What can really be said...the Beatles for the punk generation. Heavy metal surf music. Power pop. Whatever. The Ramones were and are the face of punk in th US. Taking their cue from the Dictators lyrics about burgers, girls, horror movies, and sniffin' glue these Pinheads from NYC were mysteriously either dumb as rocks or pure geniuses of irony. To this day we will never know. With their greaser leather jackets, torn jeans, and sneakers they made brick walls fashionable and got the Brits to go anti-establishment. Using basically the same formula for years they remain the perfect punk band. Snotty vocals, crunchy guitars, and furious abandon, their magic has been much imitated but never equaled.

  • Ramones: The debut is the on how to make your parents mad. Thundering bass and doo woop vocals rave on about "Texas Chainsaw Massacre", sniffing glue bottles, Judy and Jackie the punk groupies, and Nazis. It's never been better than this.
  • Leave Home: Made while on tour their sophomore effort focuses on pop songs tuned to metal level and of course rips off The Dictators by also covering "California Sun", and doing it better. The 2nd part of a song series of girl punk ballads "Suzy is a Headbanger" is also included.
  • Rocket to Russia: Turning up the pop on Leave Home to ear-splitting level, the boys get back to noise. "Rockaway Beach" is Brian Wilson auditioning for Sabbath while "Sheena is a Punk Rocker" will make you one too.
  • Road To Ruin: Branching out to include honky tonk on one song they basically keep to what they do best and it is best displayed on "I Wanna Be Sedated" and "I Just Want To Have Something to Do". The Ramones rock a little harder then usual here and even belt out some true metal riffs.
  • End Of The Century: Fulfilling their prophecy of being punk's Fab Four, the Ramones have Phil Spector put his girl group production on their heavy doo wop to satisfying results.

    The Dead Boys

  • Young Loud & Snotty: Next to the Ramones, NYC's Dead Boys produce a sound that evokes that city better than anyone's.

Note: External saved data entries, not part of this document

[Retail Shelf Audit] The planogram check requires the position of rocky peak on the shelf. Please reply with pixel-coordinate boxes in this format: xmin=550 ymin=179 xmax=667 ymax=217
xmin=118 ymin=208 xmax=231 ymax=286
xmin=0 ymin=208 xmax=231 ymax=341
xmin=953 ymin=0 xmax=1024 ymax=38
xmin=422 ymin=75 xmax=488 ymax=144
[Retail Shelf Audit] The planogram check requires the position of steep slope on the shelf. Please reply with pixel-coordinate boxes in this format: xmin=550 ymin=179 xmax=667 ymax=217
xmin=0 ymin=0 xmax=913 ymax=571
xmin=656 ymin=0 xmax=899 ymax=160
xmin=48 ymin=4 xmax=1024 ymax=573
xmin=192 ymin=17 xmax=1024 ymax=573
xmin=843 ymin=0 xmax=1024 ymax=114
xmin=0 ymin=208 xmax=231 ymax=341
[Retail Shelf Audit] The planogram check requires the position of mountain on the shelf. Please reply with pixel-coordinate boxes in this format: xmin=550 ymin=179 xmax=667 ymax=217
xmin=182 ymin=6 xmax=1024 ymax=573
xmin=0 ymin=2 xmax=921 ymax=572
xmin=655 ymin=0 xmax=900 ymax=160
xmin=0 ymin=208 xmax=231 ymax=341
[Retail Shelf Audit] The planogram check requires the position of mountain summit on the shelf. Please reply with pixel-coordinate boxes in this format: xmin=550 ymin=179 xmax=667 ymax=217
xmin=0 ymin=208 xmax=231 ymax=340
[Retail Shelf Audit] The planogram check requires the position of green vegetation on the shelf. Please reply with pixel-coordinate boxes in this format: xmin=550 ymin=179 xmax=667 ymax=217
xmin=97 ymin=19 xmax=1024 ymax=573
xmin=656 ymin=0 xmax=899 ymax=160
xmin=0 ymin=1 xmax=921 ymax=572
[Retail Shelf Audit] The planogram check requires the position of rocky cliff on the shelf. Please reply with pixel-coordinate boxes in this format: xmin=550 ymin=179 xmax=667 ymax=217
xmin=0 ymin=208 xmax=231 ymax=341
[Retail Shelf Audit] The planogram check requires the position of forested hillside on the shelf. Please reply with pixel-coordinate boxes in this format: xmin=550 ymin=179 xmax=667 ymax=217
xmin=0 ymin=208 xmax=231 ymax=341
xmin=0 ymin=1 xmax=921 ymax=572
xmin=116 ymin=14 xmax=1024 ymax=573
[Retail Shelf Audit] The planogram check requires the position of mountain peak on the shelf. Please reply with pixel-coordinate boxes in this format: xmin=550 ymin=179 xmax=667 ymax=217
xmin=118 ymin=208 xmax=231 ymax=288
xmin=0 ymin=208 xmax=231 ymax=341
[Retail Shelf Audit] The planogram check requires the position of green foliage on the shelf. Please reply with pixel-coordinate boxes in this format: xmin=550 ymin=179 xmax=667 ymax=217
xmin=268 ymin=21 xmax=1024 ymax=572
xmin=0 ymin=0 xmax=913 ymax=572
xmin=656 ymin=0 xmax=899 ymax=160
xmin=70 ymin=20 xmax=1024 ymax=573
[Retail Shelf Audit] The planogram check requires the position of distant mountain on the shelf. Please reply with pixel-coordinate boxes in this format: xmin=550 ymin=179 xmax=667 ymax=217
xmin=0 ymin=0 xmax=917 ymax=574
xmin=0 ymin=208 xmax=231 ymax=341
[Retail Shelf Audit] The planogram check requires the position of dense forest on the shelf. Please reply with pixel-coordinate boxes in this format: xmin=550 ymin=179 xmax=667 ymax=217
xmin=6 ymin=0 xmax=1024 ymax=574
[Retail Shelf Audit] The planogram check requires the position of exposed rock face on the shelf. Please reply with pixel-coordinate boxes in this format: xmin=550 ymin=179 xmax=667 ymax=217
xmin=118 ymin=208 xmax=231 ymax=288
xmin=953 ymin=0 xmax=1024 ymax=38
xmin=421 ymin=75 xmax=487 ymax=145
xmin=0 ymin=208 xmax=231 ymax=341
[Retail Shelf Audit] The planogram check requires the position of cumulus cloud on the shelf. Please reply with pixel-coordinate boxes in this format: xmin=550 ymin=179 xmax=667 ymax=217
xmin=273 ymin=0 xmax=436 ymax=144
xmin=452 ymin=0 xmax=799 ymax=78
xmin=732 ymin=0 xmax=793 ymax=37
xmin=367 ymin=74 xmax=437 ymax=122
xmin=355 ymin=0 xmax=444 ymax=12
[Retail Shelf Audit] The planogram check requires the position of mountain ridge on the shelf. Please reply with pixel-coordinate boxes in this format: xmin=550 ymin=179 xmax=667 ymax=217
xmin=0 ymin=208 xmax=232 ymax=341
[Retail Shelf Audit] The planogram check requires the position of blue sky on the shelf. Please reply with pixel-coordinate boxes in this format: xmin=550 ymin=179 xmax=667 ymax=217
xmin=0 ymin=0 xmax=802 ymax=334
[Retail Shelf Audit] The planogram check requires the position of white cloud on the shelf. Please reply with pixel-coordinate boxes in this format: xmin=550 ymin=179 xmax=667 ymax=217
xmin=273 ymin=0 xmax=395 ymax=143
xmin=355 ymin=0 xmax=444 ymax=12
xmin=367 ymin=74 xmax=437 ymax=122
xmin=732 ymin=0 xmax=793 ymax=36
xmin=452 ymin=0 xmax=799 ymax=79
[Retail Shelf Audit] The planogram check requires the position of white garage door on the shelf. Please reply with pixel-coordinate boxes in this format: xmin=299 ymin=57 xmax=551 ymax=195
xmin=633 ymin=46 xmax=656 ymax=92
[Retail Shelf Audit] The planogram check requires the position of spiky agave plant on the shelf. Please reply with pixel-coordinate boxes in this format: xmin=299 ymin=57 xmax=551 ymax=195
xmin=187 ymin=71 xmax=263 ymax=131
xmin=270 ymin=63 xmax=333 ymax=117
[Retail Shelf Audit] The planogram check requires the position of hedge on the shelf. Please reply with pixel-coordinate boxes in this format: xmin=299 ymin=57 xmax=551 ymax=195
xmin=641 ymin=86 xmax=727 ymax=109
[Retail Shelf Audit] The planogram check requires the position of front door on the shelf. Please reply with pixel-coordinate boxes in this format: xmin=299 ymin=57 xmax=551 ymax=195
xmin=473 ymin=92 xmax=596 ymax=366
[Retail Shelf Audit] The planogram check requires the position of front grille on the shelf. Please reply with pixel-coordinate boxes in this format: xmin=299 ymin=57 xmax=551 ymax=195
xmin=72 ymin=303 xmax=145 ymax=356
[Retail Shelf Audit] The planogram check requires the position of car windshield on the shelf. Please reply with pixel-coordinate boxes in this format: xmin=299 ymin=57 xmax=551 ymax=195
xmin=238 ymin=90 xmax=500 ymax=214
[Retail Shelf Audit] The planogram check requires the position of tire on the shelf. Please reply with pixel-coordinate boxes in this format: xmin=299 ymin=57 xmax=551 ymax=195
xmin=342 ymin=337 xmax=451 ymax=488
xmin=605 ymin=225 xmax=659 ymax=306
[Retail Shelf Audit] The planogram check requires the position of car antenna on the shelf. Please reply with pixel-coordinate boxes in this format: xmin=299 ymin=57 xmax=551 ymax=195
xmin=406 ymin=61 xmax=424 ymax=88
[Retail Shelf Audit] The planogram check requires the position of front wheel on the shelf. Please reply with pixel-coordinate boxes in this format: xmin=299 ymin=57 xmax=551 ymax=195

Loud, thrashy and gruff, their sound was unique and unheard of again until punks in the '80s like Minor Threat and Bad Religion ushered in the Boys' more vicious form of Punk.

    Talking Heads

  • '77: Though this is their only punk record, the Heads embodied punk spirit more than any. Playing funky quirky nervous rock that didn't fit in then or even in the '80s. By going against the sound they really were more punk than their peers. They also show that '70s punk had a lot more diversity than the punk in the '80s and '90s, proving how far it's fallen. From funk to reggae to guitar solos to surf twang and even poetry, now all that remains is the three-chord punk of the Ramones and Dictators.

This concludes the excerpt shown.